De Pau jusqu’à ce petit village de Dordogne, entre Bergerac et Périgueux, il y a 260 kilomètres.
Pour s’y rendre, une route avec de trop nombreuses lignes droites, entrecoupée de trop rares portions sinueuses, à mon goût.
Ce samedi matin, après avoir consulté la carte Michelin, (ma préférée, la version jaune, qui détaille les voies les plus étroites), je décide de rallonger un peu l’itinéraire. En partant plus tôt, je serai à l’heure pour le repas de midi.
Pendant que le moteur chauffe, je me baisse pour ouvrir le robinet de mon nouveau graisseur de chaîne que j’ai installé il y a deux semaines. Je tâtonne encore un peu dans le réglage du débit idéal, mais je commence à l’apprécier lorsque je regarde ma chaîne, toujours légèrement huilée.
La nuit est en train de tirer sa révérence lorsque je quitte le quartier calme et désert. En haut de la côte de Morlaas, je rattrape une Harley Davidson, modèle Sporster. Le gars semble avoir le même rythme que moi et je reste derrière lui. Pas trop longtemps quand même car, à priori, une Harley, ça se balance moins facilement qu’une Transalp et je le recolle dans tous les virages un peu serrés. Qu’à cela ne tienne, une impulsion un peu plus prononcée sur la poignée de gaz et je le dépasse en le saluant.
Peu après, je bifurque vers cette belle petite route, qui alterne les passages sur les coteaux, avec les Pyrénées en ligne de mire, et les descentes dans les parties boisées. La brume s’invite, par intermittence, discrète, juste pour magnifier le paysage automnal.
La route est parfois bosselée et je loue les grands débattements de ma moto. La circulation est nulle et je prends mon rythme. Dans le rétroviseur, j’aperçois le phare de la Harley qui reprend du terrain dans les lignes droites.
Rabastens de Bigorre : je fais une courte halte chez des amis, le temps d’un petit thé.

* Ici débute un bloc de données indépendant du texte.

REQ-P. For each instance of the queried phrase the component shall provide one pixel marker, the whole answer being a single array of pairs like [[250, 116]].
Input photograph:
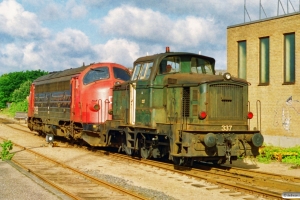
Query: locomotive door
[[75, 100], [132, 103]]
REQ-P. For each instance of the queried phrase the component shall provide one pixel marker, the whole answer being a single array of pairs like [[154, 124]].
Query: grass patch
[[6, 146], [280, 154]]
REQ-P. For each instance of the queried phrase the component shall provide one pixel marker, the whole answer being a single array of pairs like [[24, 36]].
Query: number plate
[[226, 127]]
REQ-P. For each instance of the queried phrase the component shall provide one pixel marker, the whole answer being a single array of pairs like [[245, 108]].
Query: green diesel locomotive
[[175, 106]]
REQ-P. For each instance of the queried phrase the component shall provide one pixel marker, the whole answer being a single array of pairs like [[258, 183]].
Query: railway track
[[262, 184], [66, 179], [70, 181]]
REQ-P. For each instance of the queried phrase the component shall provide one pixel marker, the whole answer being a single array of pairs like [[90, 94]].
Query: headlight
[[210, 140], [227, 76], [257, 139]]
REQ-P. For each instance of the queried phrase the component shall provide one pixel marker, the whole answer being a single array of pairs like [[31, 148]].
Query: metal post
[[259, 9], [244, 11]]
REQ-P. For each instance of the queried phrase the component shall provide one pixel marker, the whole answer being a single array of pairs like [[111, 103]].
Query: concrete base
[[281, 141]]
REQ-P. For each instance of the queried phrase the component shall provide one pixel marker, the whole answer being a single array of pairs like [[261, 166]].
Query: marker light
[[202, 115], [250, 115], [167, 49]]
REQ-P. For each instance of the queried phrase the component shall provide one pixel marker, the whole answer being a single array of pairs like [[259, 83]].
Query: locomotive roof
[[65, 74], [163, 55]]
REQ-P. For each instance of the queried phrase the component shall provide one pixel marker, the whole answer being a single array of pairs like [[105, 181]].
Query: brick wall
[[278, 117]]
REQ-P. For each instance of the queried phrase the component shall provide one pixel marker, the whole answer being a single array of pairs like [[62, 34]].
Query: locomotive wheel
[[145, 153], [127, 150], [180, 161]]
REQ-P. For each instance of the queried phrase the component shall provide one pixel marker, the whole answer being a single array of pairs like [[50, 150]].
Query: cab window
[[121, 74], [142, 71], [170, 64], [95, 74], [201, 66]]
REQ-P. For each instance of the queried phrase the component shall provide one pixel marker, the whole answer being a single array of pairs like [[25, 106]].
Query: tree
[[12, 88]]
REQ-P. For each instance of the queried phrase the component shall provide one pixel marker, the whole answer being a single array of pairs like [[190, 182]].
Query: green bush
[[280, 154], [6, 147]]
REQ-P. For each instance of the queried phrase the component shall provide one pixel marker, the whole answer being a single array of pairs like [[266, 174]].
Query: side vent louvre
[[186, 102]]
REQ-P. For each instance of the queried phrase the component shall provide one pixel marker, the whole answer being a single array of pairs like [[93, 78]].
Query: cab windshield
[[121, 74], [142, 71], [185, 64], [95, 74]]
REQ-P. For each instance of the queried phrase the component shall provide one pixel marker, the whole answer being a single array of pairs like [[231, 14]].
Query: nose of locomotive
[[257, 139]]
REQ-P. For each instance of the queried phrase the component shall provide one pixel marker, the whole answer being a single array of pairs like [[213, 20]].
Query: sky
[[53, 35]]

Ensuite, c’est le soleil qui s’élève dans le ciel, les routes secondaires prises, moitié avec l’aide de la carte, moitié en suivant mon instinct. J’évite ainsi les grands axes, parfois j’en traverse un. Je me régale, bercé par le ronronnement discret de ma Transalp.

Comme souvent, je me sens de mieux en mieux au fil des kilomètres ; j’ai besoin de temps pour atteindre la plénitude dans mon pilotage. Le bonheur de rouler se renforce. Je n’ai d’ailleurs plus envie de faire des pauses, juste quelques arrêts rapides pour une photo, mais rien d’autre.

De temps en temps, dans mon horizon, surgit un village. Je le traverse paisiblement, admirant quelques belles bâtisses. Puis, je retrouve ma vitesse de croisière, juste équilibre entre la lenteur et une vitesse excessive, qui me permet de piloter et non conduire, mais sans être en décalage avec mon environnement. Une douce jouissance.
Cela me laisse le temps de profiter des arbres bordant la route, des champs et des prairies formant un beau canevas, des vieilles maisons chargées d’histoire.

Sur cet itinéraire, les ronds-points, les zones commerciales, les feux rouges sont aux abonnés absents ; les radars aussi !
Vers la fin du parcours, je retrouve la rocade qui contourne Bergerac mais je la quitte bien vite pour m’enfoncer dans les vicinales boisées pour conclure en beauté ma petite ballade.


J’arrive devant la maison, coupe le moteur.
Ma Transalp est posée sur sa béquille latérale. Je la trouve encore plus belle après ces presque cinq heures de route buissonnière.